Bien que sa tante lui ait prédit un avenir riche d’aventures et de rencontres, Esteban n’avait jamais manifesté l’envie de sortir du village et cette journée fut alors pour lui la première où il découvrait les forêts de pins brumeuses et la route qui serpentait interminablement jusqu’à la ville. Malgré tout il fut émerveillé de parcourir ces étendues sauvages et abandonnées. Pour Rebeca ce prélude au plus long voyage de sa vie fut d’un ennui terrible, étant donné que c’était la même route qu’elle empruntait tous les jours. Et naturellement sur cette route, elle se mit à douter. Cependant, elle n'eut aucun regard en arrière, pas plus que de regrets… C’était dans la vie de cette intellectuelle un aboutissement. La capitale était noyée dans le brouillard et l’avion dû maintenir pendant de longues minutes sa pleine puissance pour s’extraire à la surface de cette nappe d’écume, prendre une bouffée d’air frais à un millier de kilomètres au dessus d’une tâche sombre qui, n’affichait plus à cette altitude, les rides que le temps creusait sur son visage.

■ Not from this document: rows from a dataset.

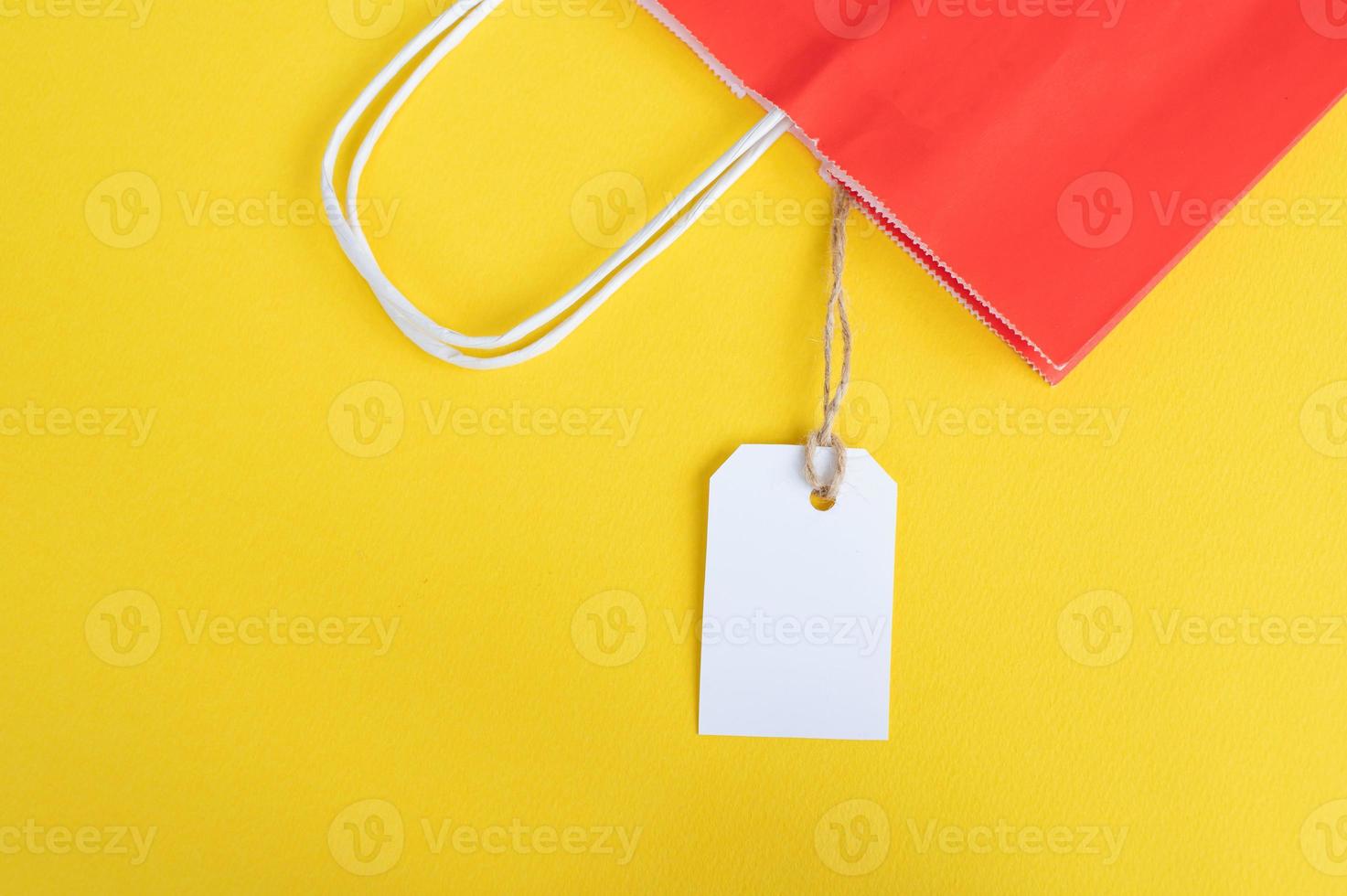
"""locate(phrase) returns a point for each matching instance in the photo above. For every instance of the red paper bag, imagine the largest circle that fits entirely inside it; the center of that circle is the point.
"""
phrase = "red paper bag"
(1048, 161)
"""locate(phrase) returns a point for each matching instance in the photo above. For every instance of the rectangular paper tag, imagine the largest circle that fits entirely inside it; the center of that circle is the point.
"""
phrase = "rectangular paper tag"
(799, 603)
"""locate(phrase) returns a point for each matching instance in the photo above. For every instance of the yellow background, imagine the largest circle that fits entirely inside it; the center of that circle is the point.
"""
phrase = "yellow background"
(1224, 494)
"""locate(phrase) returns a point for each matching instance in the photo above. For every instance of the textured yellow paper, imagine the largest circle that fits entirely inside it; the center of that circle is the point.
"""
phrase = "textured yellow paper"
(301, 475)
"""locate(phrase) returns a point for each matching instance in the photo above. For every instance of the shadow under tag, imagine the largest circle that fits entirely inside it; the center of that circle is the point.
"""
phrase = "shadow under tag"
(799, 603)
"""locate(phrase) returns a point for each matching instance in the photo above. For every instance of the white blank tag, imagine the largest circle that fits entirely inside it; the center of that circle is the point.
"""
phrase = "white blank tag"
(799, 603)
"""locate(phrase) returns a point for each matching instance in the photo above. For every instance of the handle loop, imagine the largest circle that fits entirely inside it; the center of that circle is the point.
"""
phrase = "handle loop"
(450, 28)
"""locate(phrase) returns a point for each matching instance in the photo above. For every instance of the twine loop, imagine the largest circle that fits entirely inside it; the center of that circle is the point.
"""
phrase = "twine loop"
(835, 318)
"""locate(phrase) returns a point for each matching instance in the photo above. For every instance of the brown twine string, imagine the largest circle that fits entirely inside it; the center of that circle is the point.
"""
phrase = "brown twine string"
(825, 435)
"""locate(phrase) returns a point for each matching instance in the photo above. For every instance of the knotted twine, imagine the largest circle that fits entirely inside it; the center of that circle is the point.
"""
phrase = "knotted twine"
(825, 435)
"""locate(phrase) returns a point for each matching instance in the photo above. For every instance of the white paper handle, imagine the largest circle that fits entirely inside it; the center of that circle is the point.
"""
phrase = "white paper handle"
(449, 346)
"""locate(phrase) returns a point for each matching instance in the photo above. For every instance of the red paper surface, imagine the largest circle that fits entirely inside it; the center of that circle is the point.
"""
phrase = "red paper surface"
(1050, 161)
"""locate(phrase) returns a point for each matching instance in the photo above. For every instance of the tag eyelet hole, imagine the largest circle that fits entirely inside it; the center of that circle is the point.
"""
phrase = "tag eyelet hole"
(822, 503)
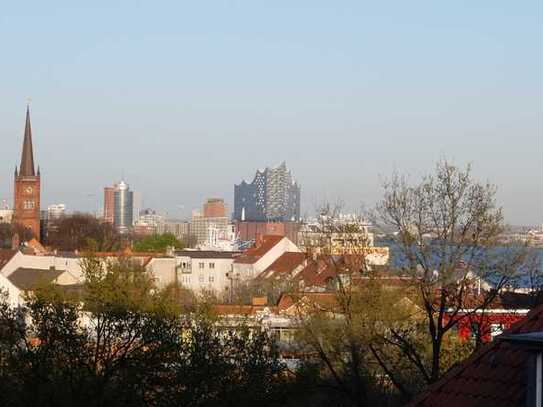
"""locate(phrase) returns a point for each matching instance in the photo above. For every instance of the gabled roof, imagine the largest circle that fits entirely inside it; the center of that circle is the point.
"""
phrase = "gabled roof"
(245, 310)
(494, 376)
(6, 256)
(254, 254)
(284, 265)
(30, 278)
(206, 254)
(313, 301)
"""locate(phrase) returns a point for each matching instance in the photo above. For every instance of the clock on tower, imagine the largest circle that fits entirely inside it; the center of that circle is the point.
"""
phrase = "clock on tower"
(27, 186)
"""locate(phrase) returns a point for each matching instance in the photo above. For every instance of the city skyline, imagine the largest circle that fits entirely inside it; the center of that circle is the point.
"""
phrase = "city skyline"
(202, 94)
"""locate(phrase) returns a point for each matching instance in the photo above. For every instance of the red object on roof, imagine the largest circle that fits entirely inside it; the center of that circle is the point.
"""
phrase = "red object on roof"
(327, 302)
(254, 254)
(6, 256)
(494, 376)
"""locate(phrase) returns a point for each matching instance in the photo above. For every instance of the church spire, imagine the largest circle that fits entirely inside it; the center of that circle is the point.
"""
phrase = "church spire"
(27, 157)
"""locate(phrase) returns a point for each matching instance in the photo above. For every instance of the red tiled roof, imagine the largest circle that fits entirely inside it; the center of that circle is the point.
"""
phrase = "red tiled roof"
(286, 263)
(321, 301)
(494, 376)
(234, 309)
(252, 255)
(317, 273)
(5, 256)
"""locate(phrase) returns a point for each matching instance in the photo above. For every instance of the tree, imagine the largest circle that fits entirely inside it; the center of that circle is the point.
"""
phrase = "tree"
(83, 232)
(123, 342)
(157, 243)
(447, 240)
(8, 232)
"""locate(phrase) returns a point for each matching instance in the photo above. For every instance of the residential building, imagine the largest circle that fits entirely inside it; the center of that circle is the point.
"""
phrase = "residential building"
(272, 196)
(179, 228)
(214, 208)
(255, 260)
(148, 223)
(206, 271)
(27, 186)
(505, 372)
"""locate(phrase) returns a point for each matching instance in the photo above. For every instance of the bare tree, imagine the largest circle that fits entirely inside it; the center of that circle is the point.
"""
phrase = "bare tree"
(447, 241)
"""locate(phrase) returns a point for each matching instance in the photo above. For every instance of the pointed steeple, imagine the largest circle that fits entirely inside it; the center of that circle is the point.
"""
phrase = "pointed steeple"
(27, 157)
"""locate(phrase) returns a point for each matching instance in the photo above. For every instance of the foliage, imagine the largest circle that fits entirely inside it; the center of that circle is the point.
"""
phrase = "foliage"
(157, 243)
(447, 234)
(82, 232)
(9, 230)
(125, 343)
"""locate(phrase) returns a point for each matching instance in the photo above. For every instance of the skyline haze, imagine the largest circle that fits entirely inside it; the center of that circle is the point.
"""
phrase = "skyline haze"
(185, 100)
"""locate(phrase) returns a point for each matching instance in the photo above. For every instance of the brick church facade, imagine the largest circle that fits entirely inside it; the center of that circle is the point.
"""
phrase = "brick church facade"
(27, 186)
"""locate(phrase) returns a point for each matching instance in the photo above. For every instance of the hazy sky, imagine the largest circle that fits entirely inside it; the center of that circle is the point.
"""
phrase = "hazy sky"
(187, 98)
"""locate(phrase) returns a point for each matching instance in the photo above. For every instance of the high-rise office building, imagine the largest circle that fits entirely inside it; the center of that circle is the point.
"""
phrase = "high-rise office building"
(214, 208)
(123, 207)
(272, 196)
(109, 204)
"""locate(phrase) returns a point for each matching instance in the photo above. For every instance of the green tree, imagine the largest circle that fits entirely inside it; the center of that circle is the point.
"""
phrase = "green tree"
(447, 238)
(157, 243)
(82, 232)
(123, 342)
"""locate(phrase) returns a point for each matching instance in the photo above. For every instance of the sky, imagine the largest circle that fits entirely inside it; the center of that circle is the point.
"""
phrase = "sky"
(185, 99)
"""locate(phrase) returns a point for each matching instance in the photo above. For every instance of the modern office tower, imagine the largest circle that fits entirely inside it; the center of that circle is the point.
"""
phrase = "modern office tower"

La bruine caressait sempiternellement les vallées que l’on devinait plates. Le vert magnifique et uniforme recouvrait toute la surface du paysage. L’engin qui planait lentement dans cette atmosphère mélancolique, effectua plusieurs boucles au dessus de l’aéroport avant de libérer ses passagers, sans omettre de leur dire que l’on espérait bientôt les revoir sur ce vol. Enveloppés dans un vent épais et froid, Rebeca et Esteban foulèrent, pour la première fois le sol français.

Ce fut à ce moment de sa vie que la voix de son grand-père lui manqua le plus.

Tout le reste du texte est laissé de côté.